One key advantage of Kimi Linear is its ability to handle extended input and output lengths efficiently. It decreases KV cache usage by up to 75% and achieves up to six times decoding throughput for context sizes as large as 1 million. This makes it a promising candidate for tasks that require processing of long sequences, such as language translation or text summarization.
To facilitate further research in this domain, the team has made their KDA kernel and vLLM implementations open-source. They have also provided access to pre-trained and instruction-tuned model checkpoints. This not only showcases the advancements achieved through Kimi Linear but also sets the stage for continued exploration and innovation in attention architectures.
In conclusion, The Kimi Team's research paper introduces a groundbreaking attention mechanism – Kimi Linear – that offers superior performance and efficiency compared to traditional full attention models.
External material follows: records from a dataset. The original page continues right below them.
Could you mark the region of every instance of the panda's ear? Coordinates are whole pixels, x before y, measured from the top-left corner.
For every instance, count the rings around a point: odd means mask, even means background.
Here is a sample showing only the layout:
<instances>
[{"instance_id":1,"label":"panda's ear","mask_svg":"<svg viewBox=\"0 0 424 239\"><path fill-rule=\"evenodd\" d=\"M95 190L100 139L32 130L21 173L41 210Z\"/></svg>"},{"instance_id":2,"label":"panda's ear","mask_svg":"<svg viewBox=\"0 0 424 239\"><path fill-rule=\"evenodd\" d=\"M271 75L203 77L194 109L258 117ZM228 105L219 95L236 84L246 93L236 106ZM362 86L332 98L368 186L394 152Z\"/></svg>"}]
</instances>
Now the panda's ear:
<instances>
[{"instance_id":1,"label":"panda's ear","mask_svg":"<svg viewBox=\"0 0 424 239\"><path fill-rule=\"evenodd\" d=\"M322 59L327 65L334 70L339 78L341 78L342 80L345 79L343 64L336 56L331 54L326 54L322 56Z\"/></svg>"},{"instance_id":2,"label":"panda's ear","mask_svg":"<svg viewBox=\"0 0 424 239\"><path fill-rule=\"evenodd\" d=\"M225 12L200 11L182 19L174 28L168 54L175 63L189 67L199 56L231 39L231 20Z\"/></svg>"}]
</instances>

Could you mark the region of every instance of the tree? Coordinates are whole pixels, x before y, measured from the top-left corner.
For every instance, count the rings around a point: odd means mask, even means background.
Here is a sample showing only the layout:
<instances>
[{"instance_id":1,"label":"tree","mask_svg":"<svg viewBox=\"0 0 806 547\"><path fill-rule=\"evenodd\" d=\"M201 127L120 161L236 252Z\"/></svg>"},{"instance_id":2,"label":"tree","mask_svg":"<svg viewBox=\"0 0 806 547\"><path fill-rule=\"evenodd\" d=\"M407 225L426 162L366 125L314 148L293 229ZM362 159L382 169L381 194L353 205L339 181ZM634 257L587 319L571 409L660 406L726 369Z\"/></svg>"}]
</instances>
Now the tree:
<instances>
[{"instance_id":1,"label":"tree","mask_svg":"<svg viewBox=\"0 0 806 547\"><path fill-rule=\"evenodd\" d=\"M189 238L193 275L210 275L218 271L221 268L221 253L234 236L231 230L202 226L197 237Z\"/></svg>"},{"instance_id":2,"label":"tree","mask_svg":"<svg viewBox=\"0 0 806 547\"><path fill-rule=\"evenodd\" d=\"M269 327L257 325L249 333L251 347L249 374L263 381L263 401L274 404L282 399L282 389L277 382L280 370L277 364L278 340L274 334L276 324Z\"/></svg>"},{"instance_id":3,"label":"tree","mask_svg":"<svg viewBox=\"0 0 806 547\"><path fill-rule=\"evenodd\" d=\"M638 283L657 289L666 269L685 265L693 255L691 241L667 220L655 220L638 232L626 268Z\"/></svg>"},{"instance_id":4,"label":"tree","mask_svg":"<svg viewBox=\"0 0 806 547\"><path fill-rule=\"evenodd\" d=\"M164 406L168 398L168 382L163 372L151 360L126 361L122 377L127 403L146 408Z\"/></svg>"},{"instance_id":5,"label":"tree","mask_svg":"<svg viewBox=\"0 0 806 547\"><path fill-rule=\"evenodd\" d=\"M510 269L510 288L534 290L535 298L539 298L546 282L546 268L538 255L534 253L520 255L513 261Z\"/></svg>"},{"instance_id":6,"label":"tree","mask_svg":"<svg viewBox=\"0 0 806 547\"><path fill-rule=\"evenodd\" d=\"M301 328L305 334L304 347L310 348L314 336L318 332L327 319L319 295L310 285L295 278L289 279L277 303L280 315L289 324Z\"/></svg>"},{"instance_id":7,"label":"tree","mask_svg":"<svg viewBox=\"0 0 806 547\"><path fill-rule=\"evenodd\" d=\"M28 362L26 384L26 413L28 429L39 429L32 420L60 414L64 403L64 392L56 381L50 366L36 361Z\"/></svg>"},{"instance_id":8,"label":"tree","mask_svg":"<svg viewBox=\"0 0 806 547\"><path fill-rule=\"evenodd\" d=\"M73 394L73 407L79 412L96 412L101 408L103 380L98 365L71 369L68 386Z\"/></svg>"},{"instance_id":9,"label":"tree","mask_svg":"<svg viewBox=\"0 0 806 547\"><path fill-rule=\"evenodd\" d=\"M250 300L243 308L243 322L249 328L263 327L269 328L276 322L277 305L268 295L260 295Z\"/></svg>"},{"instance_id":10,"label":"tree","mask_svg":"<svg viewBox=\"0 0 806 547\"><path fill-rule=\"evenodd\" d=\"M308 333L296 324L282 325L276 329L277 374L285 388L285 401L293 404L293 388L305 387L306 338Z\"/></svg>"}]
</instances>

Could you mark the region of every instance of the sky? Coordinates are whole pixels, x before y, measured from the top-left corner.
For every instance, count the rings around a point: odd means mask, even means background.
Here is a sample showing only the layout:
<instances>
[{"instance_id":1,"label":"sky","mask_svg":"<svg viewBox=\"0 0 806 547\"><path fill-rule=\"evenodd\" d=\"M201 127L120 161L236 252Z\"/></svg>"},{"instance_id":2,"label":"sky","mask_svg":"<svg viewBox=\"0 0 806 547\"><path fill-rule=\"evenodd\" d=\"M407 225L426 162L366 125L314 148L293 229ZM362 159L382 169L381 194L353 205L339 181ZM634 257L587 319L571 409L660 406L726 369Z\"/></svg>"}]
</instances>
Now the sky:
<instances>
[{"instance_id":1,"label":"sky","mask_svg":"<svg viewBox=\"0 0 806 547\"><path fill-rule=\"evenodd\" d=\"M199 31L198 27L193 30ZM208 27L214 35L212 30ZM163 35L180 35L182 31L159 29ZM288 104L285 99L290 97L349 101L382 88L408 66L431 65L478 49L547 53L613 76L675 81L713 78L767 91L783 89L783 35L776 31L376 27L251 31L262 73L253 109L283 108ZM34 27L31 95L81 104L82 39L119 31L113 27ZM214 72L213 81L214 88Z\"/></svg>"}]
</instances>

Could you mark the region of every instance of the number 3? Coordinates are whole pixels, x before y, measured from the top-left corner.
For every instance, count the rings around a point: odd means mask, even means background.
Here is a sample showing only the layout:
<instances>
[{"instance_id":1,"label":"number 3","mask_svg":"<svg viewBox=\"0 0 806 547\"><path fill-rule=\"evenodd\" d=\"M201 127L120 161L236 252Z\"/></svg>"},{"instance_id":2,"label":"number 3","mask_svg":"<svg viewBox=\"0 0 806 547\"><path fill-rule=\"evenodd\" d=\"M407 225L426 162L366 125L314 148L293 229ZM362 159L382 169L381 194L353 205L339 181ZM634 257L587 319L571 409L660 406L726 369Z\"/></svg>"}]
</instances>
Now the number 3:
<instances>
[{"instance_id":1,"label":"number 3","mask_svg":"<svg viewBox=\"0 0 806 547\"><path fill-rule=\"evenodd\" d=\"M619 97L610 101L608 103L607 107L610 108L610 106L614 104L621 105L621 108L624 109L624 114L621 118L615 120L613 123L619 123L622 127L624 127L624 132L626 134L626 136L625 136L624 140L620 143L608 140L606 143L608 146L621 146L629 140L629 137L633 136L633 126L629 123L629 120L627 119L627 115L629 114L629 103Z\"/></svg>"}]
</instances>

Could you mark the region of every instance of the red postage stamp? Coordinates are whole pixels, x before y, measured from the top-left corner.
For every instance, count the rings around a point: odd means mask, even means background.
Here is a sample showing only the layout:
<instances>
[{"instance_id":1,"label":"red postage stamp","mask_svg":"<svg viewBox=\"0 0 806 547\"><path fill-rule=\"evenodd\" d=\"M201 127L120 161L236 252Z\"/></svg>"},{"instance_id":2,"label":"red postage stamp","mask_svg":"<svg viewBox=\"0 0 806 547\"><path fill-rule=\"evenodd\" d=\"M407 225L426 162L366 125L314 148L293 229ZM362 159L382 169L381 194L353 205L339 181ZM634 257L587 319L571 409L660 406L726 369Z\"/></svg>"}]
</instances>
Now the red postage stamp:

Its ability to handle longer sequences without compromising its performance makes it a promising solution for various NLP tasks. The team's efforts in making their implementation open-source will undoubtedly pave the way for further advancements in this field. With its potential to serve as a seamless replacement for full attention architectures, Kimi Linear is poised to make significant contributions to the world of machine learning and artificial intelligence.